HELP FROM THE Hawai`i Small Business Development Center is available to Ka`u residents who are starting or running small businesses. The organization provides business consulting, business-related research, workshops and training. It works with pre-venture exploration of business ideas, start-up operations and existing businesses. 
      Senior business consultant Hazel Beck recently held a free workshop in Na`alehu and will hold another on April 19 at Yano Hall in Captain Cook. To sign up, contact Jane Horike at 961-8496 or jhorike@co.hawaii.hi.us.
      To request counseling services, visit www.hisbdc.org.
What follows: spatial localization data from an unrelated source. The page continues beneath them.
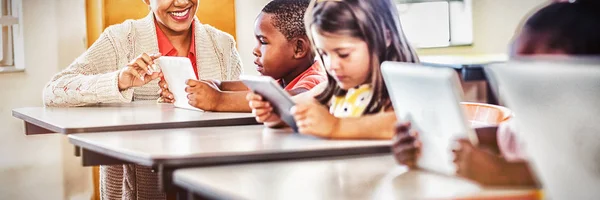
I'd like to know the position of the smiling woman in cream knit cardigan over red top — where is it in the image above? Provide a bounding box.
[43,0,241,199]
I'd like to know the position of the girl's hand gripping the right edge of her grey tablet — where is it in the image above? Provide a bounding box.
[291,100,340,138]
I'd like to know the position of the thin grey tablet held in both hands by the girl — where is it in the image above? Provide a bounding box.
[240,75,298,132]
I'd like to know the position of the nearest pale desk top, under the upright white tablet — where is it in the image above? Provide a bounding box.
[174,155,537,200]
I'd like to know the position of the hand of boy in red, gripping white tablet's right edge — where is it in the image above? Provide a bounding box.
[185,79,221,111]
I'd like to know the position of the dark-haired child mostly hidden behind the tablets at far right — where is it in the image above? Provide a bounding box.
[392,0,600,186]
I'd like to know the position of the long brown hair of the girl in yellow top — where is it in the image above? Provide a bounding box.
[305,0,419,114]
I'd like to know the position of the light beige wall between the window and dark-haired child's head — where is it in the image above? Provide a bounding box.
[418,0,548,55]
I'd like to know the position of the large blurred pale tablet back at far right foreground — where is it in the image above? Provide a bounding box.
[486,57,600,199]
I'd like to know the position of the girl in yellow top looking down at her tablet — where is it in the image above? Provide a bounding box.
[248,0,418,139]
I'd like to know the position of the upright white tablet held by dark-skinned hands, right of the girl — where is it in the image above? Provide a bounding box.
[381,62,477,175]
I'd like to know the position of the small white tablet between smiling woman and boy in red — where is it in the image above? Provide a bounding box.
[154,56,202,111]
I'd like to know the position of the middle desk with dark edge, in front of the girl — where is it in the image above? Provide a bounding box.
[69,125,391,190]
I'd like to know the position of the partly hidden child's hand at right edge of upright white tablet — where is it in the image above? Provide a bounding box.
[452,139,510,185]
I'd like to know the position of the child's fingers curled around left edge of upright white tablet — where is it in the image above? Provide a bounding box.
[392,122,421,169]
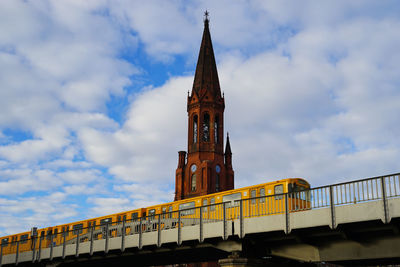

MAYOR BILLY KENOI and directors of county departments meet with Ka`u residents tomorrow from 6 p.m. to 8 p.m. at Na`alehu Elementary School. The talk story is hosted by Hawaiian Civic Club of Ka`u and Ka`u Rural Health Community Association.

KA`U COFFEE FESTIVAL meeting takes place Tuesday at 5 p.m. at Pahala Community Center leading up the festival on May 12 and an education day on May 13. Members of the public who would like to help the farmers promote their award-winning coffee and put on the event to thank the community for their support can join in.